|M.Sc Student||Veremkroit Michael|
|Subject||Analytic Exploration of Discrete Breathers in a|
Forced-Damped Klein-Gordon Type Chain
|Department||Department of Mechanical Engineering||Supervisor||Professor Oleg Gendelman|
|Full Thesis text|
Discrete Breathers (DB, coined also intrinsic localized models-ILM) are localized excitations in spatially extended discrete systems. These systems are translationally invariant, implying the absence of disorder or defects. They are solutions of a variety of underlying nonlinear lattice models. These special solutions are typically characterized as time-periodic and spatially localized.

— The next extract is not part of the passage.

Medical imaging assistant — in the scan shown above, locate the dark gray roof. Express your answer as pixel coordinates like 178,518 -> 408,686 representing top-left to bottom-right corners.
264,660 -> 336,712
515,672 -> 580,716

Nonlinearity and discreteness, key properties of a lattice which can support the existence of a discrete breather, are inherent to many systems in nature, such as crystals and molecules, but also to artificial systems e.g. Bose-Einstein condensates, Josephson Junctions, optical devices or micromechanical devices.
The purpose of this research is to analyze forced-damped nonlinear coupled oscillators in an infinite 1-D chain. We suggest an analytical approximation for the discrete breather. The approximation is based on the idea that the nonlinearity is taken into account only in the central part of the breather; the tails are treated as linear excitations. This idea allows drastic reduction of the dimensionality and allows one to obtain tractable analytical expressions. The analysis is based on Harmonic Balance method. This method allows prediction of possible response regimes of the system, and predicts the existence of a DB under a specific set of parameters. The results are verified by means of numerical simulations. Using the numerical model, it is possible to justify the approximations made in the analytical procedure. The analytical model successfully predicts the response regimes, as one stays far enough from the boundaries of DB existence zone in the space of parameters.